Greater Shepparton City Council is encouraging people to dispose of their electronic waste items before the Victorian Government’s landfill ban on July 1.
From this date, e-waste — any items with a plug, battery or cord — can no longer be placed in kerbside bins, instead deposited at a designated e-waste drop-off point.
To support the transition, council received $145000 from Sustainability Victoria, as part of the state’s $16.5million investment to help councils upgrade e-waste collection and storage facilities and deliver an education program to support the ban.
E-waste is growing up to three times faster than general waste in Australia and is the fastest-growing waste item in landfills worldwide.

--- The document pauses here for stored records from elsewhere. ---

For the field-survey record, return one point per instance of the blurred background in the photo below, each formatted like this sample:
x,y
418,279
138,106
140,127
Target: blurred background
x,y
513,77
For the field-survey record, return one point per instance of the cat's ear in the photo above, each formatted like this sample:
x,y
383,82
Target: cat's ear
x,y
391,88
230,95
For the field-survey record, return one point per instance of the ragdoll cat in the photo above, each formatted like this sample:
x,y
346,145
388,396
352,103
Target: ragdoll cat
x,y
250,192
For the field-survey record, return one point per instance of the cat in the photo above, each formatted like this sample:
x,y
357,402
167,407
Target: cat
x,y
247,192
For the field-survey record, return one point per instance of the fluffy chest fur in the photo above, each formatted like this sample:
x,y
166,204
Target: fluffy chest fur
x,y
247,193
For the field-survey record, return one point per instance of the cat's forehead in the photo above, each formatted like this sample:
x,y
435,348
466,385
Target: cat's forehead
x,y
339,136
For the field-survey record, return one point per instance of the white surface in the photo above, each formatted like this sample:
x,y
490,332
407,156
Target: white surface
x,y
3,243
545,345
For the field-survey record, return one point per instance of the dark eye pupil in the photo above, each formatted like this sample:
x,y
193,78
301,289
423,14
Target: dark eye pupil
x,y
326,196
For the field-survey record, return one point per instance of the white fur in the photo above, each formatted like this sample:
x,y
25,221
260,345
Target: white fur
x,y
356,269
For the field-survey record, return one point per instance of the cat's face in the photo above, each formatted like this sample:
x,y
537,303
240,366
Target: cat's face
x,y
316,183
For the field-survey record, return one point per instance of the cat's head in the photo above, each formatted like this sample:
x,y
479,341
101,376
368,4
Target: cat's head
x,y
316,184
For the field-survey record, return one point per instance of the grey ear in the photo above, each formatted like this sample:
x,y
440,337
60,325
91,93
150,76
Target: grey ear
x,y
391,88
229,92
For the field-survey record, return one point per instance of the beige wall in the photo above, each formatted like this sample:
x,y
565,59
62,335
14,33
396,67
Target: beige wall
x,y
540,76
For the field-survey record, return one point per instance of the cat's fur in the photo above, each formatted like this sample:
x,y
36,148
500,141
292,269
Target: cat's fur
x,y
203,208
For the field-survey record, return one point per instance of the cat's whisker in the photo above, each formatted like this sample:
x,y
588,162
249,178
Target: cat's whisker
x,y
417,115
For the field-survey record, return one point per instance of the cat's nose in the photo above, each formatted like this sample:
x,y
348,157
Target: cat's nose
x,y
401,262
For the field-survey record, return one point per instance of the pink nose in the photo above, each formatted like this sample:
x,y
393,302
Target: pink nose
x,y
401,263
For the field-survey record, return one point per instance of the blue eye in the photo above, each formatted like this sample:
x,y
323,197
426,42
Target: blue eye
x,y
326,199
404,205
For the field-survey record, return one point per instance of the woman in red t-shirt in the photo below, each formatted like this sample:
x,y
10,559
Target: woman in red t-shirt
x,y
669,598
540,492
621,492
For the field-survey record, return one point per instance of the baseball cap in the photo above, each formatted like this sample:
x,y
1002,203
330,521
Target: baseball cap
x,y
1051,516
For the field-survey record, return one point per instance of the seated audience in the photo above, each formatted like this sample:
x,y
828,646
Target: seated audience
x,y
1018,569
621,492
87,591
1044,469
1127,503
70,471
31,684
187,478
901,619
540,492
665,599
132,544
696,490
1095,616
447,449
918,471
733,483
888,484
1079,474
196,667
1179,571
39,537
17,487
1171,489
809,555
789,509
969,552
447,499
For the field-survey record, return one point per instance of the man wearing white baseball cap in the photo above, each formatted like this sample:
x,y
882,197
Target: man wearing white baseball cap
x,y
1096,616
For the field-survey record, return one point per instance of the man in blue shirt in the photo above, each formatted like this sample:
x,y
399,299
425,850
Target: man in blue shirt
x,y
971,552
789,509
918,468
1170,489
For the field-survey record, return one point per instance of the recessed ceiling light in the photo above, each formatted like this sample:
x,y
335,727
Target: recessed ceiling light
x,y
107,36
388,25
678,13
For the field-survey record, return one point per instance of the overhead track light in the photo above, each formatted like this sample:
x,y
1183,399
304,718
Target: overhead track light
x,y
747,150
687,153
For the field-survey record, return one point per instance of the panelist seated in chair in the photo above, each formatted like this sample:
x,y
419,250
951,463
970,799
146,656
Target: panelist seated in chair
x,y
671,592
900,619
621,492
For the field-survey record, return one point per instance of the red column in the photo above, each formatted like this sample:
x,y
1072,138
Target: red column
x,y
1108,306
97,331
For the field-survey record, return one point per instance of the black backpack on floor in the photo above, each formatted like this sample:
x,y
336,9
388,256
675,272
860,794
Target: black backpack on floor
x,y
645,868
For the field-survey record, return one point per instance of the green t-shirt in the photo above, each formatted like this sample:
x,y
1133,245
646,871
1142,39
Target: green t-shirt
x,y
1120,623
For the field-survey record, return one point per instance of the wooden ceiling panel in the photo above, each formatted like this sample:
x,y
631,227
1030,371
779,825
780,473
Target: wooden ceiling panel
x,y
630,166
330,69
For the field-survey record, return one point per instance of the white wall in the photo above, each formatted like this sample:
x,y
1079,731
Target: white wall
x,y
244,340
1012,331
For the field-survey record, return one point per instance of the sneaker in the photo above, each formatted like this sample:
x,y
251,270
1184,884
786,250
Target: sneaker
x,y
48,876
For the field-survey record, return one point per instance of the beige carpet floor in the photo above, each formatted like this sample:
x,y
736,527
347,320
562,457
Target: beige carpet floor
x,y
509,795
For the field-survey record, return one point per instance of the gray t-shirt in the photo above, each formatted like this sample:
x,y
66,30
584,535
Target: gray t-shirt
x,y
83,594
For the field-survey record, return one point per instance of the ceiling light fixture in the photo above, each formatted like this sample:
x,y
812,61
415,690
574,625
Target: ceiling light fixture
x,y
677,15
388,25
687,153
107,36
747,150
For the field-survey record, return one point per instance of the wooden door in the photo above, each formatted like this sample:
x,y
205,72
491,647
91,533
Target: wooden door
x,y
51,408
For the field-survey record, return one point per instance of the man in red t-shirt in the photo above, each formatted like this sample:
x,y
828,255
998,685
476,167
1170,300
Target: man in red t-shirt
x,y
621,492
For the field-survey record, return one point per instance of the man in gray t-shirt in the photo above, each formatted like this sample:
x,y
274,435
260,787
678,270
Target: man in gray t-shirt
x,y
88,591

Items contain hazardous materials such as lead, mercury, arsenic or phosphor and, when left in landfills, can leech into groundwater and soil, or release into the air, creating long-term contamination issues and human health issues.
They also contain a number of valuable materials that can be safely recovered and reused.
Greater Shepparton City Council’s works and waste manager Janelle Bunfield said the upgrades included renovations to Shepparton’s resource recovery centre, providing weatherproof containments for e-waste items.
‘‘Our resource recovery centre’s are already equipped to collect e-waste materials at the moment and council encourages all residents to start getting into the habit of bringing their unwanted electronics for disposal ahead of the landfill ban coming up in July,’’ she said.
‘‘We are extremely pleased to be providing this service to our community and to be a part of the campaign to reduce the impacts of e-waste.’’
People can also take e-waste to Officeworks on High St, Shepparton, for safe disposal and recycling.
An Officeworks spokesperson confirmed the Shepparton store already hosted three programs — Cartridges 4 Planet Ark, Mobile Muster and Bring IT Back — that will continue after the ban starts.